My musings on cars, and the lack of flashiness that mine possessed, occurred to me as I was spending another morning driving down the Orange County freeway. I’m not sure when cars become a canvas for furthering our personal expression but somewhere along the way they did. You can find out a lot about a person by reading their car. Often times you’ll learn a person’s political believes, favorite bands, religious adherence, sport team’s allegiance and even sometimes their brand choice for personal computers. An object that was intended to get us from Point A to Point B is now another opportunity to achieve status in the minds of the world. With it, we convey the groups that we belong to, espouse our personal philosophies and challenge others to disagree. It’s just another way that we advance our agenda. Even “Christian” bumper stickers are usually us-focused. They rarely convey the grace and justice of God. Instead, they are almost singularly about our religious experience.

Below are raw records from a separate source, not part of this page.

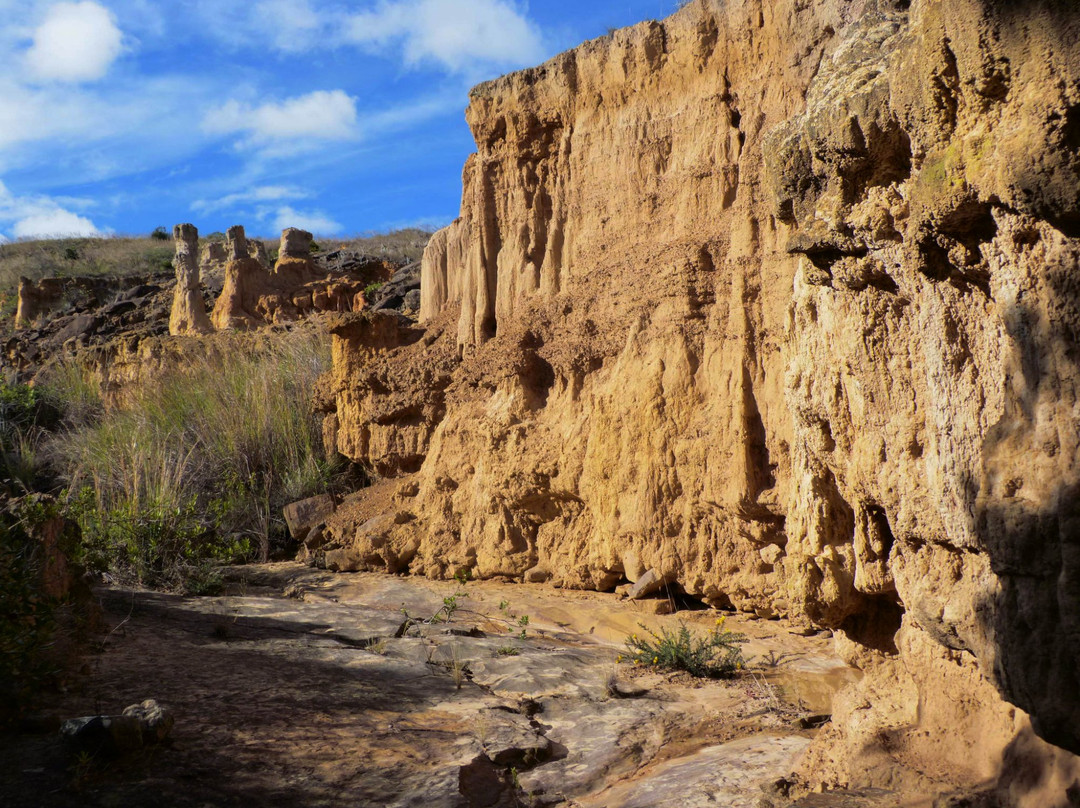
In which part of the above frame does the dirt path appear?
[0,565,851,808]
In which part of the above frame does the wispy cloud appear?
[0,183,102,239]
[26,1,123,82]
[191,185,311,214]
[203,90,357,152]
[342,0,544,72]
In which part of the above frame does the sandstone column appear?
[273,227,319,288]
[211,225,269,331]
[168,225,214,336]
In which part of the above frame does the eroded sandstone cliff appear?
[319,0,1080,805]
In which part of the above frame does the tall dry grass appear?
[46,327,338,585]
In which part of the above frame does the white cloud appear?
[0,183,102,239]
[343,0,544,71]
[274,206,345,235]
[191,185,311,214]
[12,207,102,239]
[26,1,123,82]
[203,90,357,144]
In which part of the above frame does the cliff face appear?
[328,0,1080,799]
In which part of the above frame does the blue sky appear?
[0,0,677,240]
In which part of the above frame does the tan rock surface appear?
[329,0,1080,791]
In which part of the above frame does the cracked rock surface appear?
[0,564,852,808]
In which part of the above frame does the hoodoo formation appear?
[306,0,1080,805]
[0,0,1080,808]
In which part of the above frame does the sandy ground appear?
[0,565,854,808]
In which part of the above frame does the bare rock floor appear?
[0,564,868,808]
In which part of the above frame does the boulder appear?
[283,494,336,542]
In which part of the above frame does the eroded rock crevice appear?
[315,0,1080,805]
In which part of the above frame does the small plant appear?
[620,617,746,678]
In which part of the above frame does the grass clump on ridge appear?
[46,329,337,590]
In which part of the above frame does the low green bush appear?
[46,329,341,589]
[620,618,746,678]
[0,498,79,722]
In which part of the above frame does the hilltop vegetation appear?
[0,228,430,293]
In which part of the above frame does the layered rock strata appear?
[168,225,214,335]
[319,0,1080,805]
[194,226,396,334]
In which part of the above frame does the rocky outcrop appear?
[329,0,1080,804]
[168,225,214,336]
[204,227,397,331]
[211,225,269,331]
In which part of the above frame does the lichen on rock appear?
[319,0,1080,799]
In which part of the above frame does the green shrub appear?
[46,329,339,588]
[620,618,746,678]
[0,498,78,721]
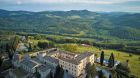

It’s interesting to me that we use our cars to convey membership in a certain club, to express commitments to certain belief, but we rarely use our time to build relationships that could do the same. It’s almost like we want the car to speak for us, which of course it was never meant to do. It might convey status but it can never show love. It may identify membership but it can never illuminate grace. It may preach philosophies but it can never be a messenger of good news.
Using our cars as a status symbol, as way to further demonstrate our commitment to God is a good thing, but let us be wary less it become a substitution for the real thing.